Tra gli obiettivi dei Lea c'è la riduzione dei ricoveri ospedalieri classici, in cui l'Italia è campione europeo: una lunga serie di patologie attualmente trattate in regime di degenza ordinaria devono essere trasferite in day hospital o in ambulatorio. «Per ora - spiega Campari - ne abbiamo identificate 43 (su circa 500) che vanno senz'altro trattate diversamente, perché in regime di degenza la qualità del servizio è più bassa e i costi sono maggiori: già da quest'anno l'operazione porterà un risparmio complessivo di oltre un miliardo di euro». Ma la mannaia dei Lea colpirà anche le cure sul territorio, escludendo senza appello le medicine alternative, la chirurgia estetica e moltissime altre prestazioni giudicate sostituibili con altre più appropriate o meno dispendiose.
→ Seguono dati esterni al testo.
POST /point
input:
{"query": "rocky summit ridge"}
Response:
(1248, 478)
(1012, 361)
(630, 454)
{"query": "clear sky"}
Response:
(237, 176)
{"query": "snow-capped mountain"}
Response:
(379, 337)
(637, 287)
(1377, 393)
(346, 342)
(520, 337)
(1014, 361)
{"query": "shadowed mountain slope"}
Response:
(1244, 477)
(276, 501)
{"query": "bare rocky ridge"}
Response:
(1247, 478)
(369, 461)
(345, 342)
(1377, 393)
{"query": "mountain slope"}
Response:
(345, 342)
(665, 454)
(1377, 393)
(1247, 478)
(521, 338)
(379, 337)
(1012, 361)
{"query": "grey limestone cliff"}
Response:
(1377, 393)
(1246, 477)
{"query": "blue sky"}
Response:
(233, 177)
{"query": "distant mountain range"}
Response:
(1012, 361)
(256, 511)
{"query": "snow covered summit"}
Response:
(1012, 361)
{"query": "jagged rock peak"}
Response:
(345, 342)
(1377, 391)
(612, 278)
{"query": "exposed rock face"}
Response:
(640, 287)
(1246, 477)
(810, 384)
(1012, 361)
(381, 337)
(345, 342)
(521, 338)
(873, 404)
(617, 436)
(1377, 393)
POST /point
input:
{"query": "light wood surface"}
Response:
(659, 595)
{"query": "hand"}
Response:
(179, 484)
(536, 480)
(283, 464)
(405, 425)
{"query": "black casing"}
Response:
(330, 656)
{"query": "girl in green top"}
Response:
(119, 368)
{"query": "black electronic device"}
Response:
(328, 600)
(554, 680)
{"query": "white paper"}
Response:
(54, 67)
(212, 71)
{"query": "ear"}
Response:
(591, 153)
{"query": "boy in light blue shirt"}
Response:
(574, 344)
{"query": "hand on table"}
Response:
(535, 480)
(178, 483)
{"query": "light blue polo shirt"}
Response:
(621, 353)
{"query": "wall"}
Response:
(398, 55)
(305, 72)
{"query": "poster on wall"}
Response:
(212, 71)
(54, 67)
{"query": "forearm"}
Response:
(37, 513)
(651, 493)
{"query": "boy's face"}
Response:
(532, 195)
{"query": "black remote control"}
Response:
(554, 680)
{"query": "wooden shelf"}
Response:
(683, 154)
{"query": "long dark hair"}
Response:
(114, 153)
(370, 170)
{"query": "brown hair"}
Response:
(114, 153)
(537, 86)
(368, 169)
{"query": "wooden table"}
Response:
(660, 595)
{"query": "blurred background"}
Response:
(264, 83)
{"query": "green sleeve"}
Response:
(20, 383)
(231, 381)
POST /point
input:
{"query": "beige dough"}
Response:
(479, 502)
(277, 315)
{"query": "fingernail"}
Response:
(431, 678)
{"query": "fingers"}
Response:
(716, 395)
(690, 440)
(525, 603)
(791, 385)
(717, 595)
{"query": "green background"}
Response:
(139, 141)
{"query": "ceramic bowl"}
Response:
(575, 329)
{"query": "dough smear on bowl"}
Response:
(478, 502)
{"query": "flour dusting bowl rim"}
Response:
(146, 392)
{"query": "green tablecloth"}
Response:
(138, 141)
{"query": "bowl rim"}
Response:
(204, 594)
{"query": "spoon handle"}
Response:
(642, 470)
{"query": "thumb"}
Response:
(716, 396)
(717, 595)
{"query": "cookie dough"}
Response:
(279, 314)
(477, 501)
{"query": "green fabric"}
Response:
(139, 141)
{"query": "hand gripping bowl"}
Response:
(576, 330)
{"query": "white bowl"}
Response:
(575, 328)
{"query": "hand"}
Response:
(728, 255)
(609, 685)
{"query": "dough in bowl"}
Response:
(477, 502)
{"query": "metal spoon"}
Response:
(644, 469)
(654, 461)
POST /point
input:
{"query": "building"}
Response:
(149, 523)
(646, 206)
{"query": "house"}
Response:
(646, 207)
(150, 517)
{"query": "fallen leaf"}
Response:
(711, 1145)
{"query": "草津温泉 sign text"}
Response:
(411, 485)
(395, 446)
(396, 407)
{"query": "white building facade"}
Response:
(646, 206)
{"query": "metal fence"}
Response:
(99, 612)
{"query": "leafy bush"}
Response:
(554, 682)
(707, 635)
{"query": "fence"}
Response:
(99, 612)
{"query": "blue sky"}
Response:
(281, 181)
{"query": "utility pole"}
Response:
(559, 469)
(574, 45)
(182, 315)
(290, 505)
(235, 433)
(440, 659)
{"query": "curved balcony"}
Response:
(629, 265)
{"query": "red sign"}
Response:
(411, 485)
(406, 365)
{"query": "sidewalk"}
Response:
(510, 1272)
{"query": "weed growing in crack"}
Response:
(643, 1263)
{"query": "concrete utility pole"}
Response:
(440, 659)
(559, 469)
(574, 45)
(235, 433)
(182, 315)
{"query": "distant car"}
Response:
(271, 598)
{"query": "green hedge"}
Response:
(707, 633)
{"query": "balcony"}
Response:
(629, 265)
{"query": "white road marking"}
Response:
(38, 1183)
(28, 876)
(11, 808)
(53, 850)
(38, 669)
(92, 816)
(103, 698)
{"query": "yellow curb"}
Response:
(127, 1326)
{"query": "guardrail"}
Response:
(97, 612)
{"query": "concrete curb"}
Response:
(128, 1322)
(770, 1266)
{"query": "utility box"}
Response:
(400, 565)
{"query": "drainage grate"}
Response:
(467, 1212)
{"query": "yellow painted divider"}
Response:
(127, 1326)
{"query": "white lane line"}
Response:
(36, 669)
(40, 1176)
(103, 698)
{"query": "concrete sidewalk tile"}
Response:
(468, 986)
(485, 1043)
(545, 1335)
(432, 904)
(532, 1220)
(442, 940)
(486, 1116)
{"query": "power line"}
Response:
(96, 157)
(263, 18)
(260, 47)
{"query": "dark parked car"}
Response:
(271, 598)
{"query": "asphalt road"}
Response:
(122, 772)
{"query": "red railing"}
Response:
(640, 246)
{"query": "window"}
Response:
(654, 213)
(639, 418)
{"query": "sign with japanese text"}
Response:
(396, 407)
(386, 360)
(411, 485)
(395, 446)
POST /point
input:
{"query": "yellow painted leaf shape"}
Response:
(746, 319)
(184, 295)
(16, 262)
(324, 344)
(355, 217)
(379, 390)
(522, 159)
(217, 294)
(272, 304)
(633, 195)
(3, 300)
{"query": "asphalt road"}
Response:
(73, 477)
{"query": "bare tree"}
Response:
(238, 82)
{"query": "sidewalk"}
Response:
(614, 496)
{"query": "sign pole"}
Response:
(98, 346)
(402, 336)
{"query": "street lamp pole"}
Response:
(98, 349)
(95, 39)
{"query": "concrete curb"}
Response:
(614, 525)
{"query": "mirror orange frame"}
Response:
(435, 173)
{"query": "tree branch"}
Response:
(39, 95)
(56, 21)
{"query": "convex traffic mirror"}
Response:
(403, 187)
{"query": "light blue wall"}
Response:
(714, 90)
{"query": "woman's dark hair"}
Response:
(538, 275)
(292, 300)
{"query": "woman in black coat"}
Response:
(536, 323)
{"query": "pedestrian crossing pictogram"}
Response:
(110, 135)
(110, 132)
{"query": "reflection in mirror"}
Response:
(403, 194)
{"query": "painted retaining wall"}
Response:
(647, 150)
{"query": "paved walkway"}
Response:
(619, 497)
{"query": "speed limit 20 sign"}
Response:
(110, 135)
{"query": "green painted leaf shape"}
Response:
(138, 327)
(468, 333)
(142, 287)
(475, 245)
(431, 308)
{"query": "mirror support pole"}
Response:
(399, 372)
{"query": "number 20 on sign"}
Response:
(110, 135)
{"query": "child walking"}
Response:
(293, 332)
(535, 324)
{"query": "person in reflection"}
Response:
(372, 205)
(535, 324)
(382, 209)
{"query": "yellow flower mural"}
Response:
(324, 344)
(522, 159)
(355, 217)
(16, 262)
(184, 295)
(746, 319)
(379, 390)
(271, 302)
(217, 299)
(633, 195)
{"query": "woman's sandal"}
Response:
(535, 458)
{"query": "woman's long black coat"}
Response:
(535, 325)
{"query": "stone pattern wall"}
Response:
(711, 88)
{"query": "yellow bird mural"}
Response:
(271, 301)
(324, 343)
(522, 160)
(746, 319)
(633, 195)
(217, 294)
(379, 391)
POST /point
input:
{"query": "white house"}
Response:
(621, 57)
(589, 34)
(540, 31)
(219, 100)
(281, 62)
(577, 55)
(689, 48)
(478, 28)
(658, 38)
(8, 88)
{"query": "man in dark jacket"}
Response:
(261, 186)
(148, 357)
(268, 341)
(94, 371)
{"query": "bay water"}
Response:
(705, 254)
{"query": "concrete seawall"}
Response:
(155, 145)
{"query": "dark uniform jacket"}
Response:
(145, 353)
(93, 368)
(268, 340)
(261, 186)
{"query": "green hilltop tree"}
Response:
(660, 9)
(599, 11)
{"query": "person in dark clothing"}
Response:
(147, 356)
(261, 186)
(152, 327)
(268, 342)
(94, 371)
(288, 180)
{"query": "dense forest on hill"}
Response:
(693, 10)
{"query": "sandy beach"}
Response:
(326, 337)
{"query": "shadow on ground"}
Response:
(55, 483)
A compensazione dei tagli, il piano punta sulla prevenzione (dal 3,5 al 5% delle risorse), la riqualificazione e l'efficienza. Perché è inutile avere l'ospedale sotto casa se poi, al momento giusto, non ci si fida a farsi ricoverare lì e si finisce nella clinica privata del luminare. Quindi formazione, ricerca e largo alle tecnologie. I centri di eccellenza vanno distribuiti strategicamente sul territorio, i servizi d'emergenza vanno concentrati sulle vere urgenze evitando gli accessi impropri al pronto soccorso e creando ambulatori attigui che si occupino dei casi più banali. Ma la sfida più ardua sarà affrontare il rapido invecchiamento della popolazione italiana. «Per far fronte alle nuove esigenze - spiega Campari - l'unica soluzione è differenziare al massimo. Da un lato bisogna ridurre la quantità dei posti letto e migliorare il livello degli ospedali, che si devono concentrare esclusivamente sui casi acuti. Dall'altro bisogna estendere e riqualificare le reti di assistenza territoriale, che devono farsi carico della categoria sempre più estesa dei polipatologici cronici. E questo è un compito completamente in mano alle Regioni».
La ricetta, tutta da inventare, è l'assistenza il più possibile a domicilio o nei centri specifici, all'occorrenza ricorrendo anche ai privati. In sostanza, i non autosufficienti non devono più restare sulle spalle dei propri cari o abbandonati a se stessi.